Why writing a safety case might (actually) be a good idea
Frequent readers of my blog would probably realise that I’m a little sceptical of safety cases, as Scrooge remarked to Morely’s ghost, “There’s more of gravy than of grave about you, whatever you are!” So to for safety cases, oft more gravy than gravitas about them in my opinion, regardless of what their proponents might think.
All that being said, there may still be circumstances in which a formal safety case can potentially be very useful. One circumstance in particular is managing that tricky interface between system and lower level software design. One of the interesting problems that the current software assurance paradigm of “safety through correctness” throws up is that it implicitly relies on the system requirements being correct in regard to system safety properties, and that these have been faithfully translated into the high level software requirements. But, if the correctness assumption is invalid then incidents like the Airbus G-VATL fuel starvation incident can happen, while if the requirements fail in translation then incidents similar to the Mars Polar lander loss can occur. Nor is there much happiness to be had by then proceeding into software design sans safety requirements and then trying to generate a set of lower level ‘software’ safety requirements.
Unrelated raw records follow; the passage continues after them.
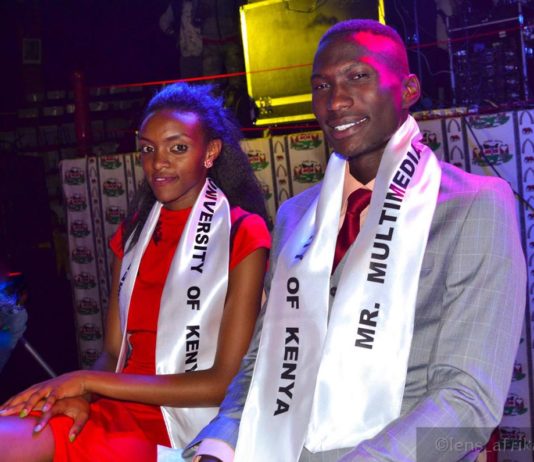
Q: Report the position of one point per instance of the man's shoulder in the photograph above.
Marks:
(456, 181)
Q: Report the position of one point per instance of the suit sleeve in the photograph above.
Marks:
(472, 355)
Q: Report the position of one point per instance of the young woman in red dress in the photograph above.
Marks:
(186, 290)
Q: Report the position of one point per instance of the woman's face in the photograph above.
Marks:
(173, 151)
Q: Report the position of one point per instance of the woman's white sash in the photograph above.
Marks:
(192, 301)
(332, 380)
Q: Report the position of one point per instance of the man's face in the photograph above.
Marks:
(358, 95)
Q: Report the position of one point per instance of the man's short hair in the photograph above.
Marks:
(399, 61)
(364, 25)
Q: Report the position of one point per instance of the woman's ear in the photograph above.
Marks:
(212, 152)
(411, 91)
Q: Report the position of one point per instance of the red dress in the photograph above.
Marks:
(119, 430)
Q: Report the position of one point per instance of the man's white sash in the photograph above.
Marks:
(192, 301)
(332, 381)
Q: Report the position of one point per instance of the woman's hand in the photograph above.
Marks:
(43, 395)
(77, 409)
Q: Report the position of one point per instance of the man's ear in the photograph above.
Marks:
(411, 91)
(213, 150)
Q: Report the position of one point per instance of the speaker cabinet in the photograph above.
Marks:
(279, 40)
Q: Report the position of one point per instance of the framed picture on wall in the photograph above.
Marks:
(31, 51)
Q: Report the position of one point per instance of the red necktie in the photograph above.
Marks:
(356, 204)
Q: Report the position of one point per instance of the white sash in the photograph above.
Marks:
(192, 301)
(331, 383)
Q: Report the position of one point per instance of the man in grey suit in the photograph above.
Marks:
(403, 349)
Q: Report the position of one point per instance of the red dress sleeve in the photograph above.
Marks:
(251, 234)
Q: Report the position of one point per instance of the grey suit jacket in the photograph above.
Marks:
(469, 313)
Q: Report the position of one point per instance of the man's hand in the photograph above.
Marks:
(76, 408)
(45, 393)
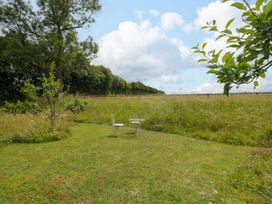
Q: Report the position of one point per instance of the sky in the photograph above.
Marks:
(150, 41)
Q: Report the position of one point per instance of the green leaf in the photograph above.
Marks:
(220, 36)
(202, 60)
(239, 6)
(268, 8)
(229, 23)
(204, 45)
(212, 66)
(214, 28)
(259, 3)
(256, 83)
(262, 75)
(227, 88)
(227, 32)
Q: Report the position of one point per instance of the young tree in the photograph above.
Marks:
(51, 92)
(250, 53)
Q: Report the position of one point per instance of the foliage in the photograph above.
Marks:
(98, 80)
(29, 91)
(30, 39)
(77, 106)
(51, 92)
(250, 47)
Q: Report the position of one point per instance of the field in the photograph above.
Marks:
(239, 119)
(165, 163)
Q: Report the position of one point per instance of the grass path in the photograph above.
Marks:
(92, 167)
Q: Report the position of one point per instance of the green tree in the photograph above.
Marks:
(250, 46)
(51, 89)
(61, 19)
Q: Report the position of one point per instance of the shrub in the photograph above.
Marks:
(22, 107)
(77, 106)
(40, 137)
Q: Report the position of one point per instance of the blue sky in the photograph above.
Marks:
(150, 41)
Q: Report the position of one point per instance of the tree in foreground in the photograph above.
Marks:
(51, 92)
(249, 48)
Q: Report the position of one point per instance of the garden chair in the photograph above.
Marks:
(136, 122)
(115, 125)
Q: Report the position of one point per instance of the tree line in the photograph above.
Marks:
(31, 38)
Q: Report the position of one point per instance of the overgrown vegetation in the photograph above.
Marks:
(77, 106)
(238, 119)
(248, 52)
(252, 180)
(153, 167)
(30, 39)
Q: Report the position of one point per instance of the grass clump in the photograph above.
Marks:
(239, 119)
(253, 179)
(39, 137)
(22, 107)
(77, 106)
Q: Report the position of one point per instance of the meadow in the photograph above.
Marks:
(238, 119)
(170, 161)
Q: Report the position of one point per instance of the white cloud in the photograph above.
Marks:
(171, 19)
(141, 14)
(154, 12)
(188, 27)
(169, 78)
(142, 52)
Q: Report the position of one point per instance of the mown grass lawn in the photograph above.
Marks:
(93, 167)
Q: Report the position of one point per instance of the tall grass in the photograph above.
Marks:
(238, 119)
(15, 126)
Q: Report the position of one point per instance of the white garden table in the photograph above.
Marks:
(136, 122)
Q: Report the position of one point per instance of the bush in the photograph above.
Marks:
(22, 107)
(77, 106)
(40, 137)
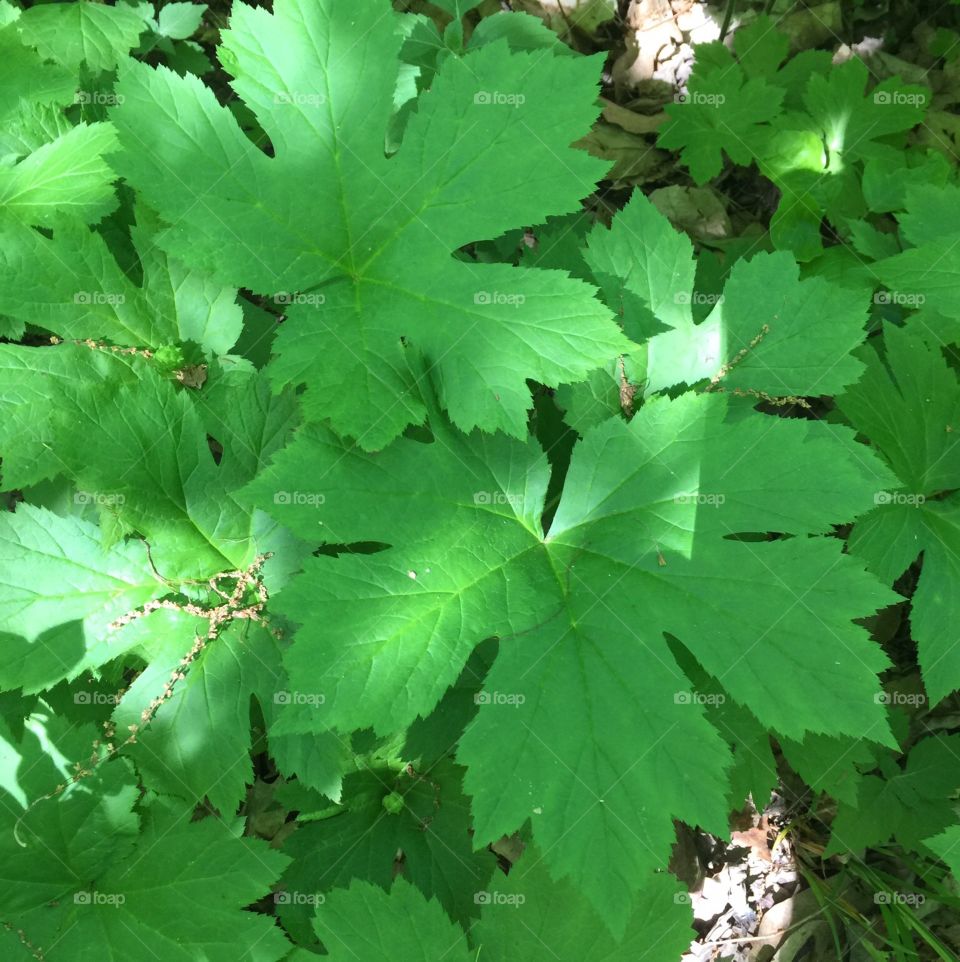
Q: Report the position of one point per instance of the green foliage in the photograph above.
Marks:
(398, 546)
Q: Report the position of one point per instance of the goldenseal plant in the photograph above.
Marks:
(369, 594)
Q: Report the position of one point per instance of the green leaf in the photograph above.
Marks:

At this level the requirements we work with are not concerned about system level properties, like safety, but rather the lower level functional workings of the software. ‘Safety through correctness’ type standards such as DO-178 or 278 are quite good at ensuring robustness against these software requirements which generally means that the system behaviour at that level of observation is unlikely to fail relative to the low level specifications, the hazardous behaviour is actually emergent (and observable) at the higher system level.
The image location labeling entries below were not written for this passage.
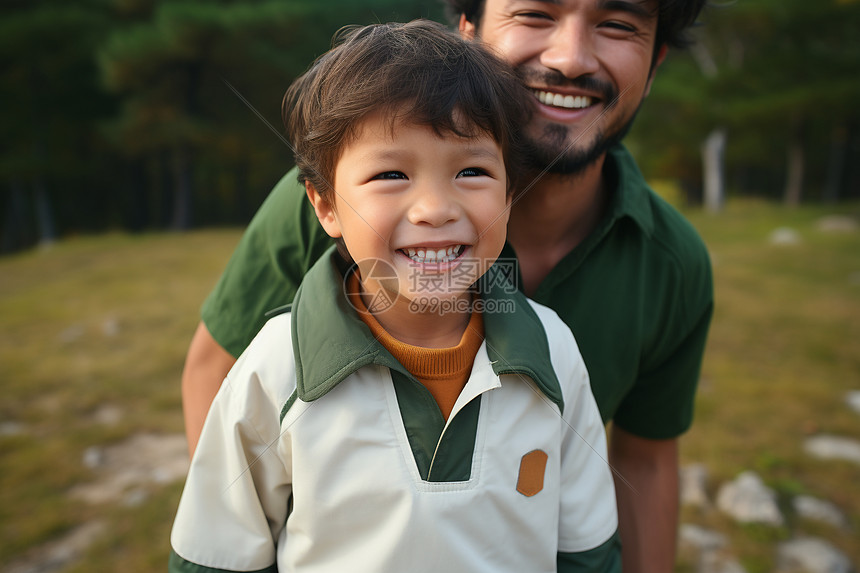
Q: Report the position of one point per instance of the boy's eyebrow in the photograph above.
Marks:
(387, 153)
(636, 7)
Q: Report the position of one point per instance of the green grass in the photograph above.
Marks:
(782, 354)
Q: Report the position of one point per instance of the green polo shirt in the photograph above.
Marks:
(637, 294)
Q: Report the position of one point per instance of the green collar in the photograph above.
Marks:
(330, 341)
(631, 194)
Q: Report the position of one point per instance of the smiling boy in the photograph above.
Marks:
(451, 428)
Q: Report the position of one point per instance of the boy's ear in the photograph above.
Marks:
(660, 56)
(324, 210)
(467, 29)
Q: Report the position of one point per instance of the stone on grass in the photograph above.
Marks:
(694, 478)
(833, 448)
(811, 555)
(700, 538)
(853, 400)
(715, 562)
(784, 236)
(819, 510)
(142, 461)
(748, 500)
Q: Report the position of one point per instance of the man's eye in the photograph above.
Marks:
(471, 172)
(385, 175)
(533, 16)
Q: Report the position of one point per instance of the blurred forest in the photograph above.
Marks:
(157, 114)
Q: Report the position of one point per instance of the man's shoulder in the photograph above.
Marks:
(675, 233)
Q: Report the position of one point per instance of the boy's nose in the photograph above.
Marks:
(570, 50)
(433, 206)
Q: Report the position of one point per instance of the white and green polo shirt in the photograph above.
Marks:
(321, 453)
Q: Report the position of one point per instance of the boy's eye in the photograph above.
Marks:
(471, 172)
(385, 175)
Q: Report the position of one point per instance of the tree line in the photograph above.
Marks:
(154, 114)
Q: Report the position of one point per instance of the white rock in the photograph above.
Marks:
(833, 448)
(714, 562)
(853, 400)
(819, 510)
(748, 500)
(784, 236)
(811, 555)
(694, 479)
(837, 224)
(110, 327)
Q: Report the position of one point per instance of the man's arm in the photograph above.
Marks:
(206, 366)
(646, 487)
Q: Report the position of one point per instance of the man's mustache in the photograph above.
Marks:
(553, 78)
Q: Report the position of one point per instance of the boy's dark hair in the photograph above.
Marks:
(421, 73)
(674, 18)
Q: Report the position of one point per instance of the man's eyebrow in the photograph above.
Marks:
(640, 8)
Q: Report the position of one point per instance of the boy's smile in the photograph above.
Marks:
(434, 207)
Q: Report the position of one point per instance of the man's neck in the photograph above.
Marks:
(552, 217)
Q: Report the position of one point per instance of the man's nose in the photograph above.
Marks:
(570, 49)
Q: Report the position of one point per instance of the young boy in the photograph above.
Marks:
(412, 411)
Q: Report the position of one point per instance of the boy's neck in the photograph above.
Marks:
(552, 217)
(429, 329)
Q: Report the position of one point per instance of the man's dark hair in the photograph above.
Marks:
(419, 73)
(674, 18)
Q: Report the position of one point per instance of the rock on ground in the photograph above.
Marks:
(748, 500)
(811, 555)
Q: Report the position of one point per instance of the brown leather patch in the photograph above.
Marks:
(532, 469)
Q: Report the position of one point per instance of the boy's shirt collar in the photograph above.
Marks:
(330, 341)
(630, 193)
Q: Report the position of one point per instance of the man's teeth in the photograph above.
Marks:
(433, 255)
(558, 100)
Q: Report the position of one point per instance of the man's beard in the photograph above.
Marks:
(551, 151)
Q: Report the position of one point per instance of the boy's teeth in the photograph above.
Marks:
(434, 256)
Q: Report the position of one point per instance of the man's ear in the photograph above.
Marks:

So it seems that there’s actually a practical use for a safety case to document what safety requirements we are concerned with at the higher system level and what are the critical properties that we might want to monitor to ensure the safety of the system (1). Here a safety case can provide us with a logical place to consolidate our thinking about what are the safety properties of the system, how ‘perfect’ any safety functions (like monitors) must be, the fidelity of the parameters we have decided to manage and measure relative to the unsafe states we may be concerned about, the potential costs of getting the response wrong (either way) and what claim limits we might express over the resultant system architecture. A further advantage of such an argument space is that it gives us a place where we can express, discuss and address the epistemic uncertainties that are usually an integral part of safety critical systems design, and to do so with some hope of parsimony. Once you proceed across the epistemic divide into the domain of software ‘correctness’ addressing such uncertainties becomes something of a moot point (2).
One of the other things that concerns me about safety cases, as well as other ‘assurance products’, when written simply to satisfy some external fiat is that they are inevitably viewed as just another costly nil value document, and inevitably drift away from the design as a result. If instead we embedded the concept of a safety case within the development process as the way that the system designers must establish and communicate a clear set of safety requirements to the software designers then lo our safety case actually has value and relevance to the project (3). In effect an assurance based communications tool (4). Such a live case would be relevant, contemporaneous and give an external assessor a direct insight into how mature the project is in it’s thinking about safety at one of the more critical program interfaces.
1. Bev Littlewood and John Rushby (2012) point out that such system safety properties are also ideal candidates for monitoring in a monitored architecture pattern as they are diverse from those that appear in the lower level software specifications. I recommend their paper.
2. As evinced by the often frustrating discussions between software and safety engineers.
4. As proposed by Knight and Graydon (2007).
Knight, J.C., and Graydon, P., 2007. Engineering, communication, and safety, in Proc. of the 12th Australian workshop on Safety critical systems and software and safety-related programmable systems – Vol. 86 (SCS ’07), Tony Cant (Ed.), pp31-39.
Littlewood, B. & Rushby, J., 2012, Reasoning about the Reliability of Diverse Two-Channel Systems in Which One Channel Is “Possibly Perfect”, IEEE Transactions on Software Engineering, 38(5), pp.1178–1194.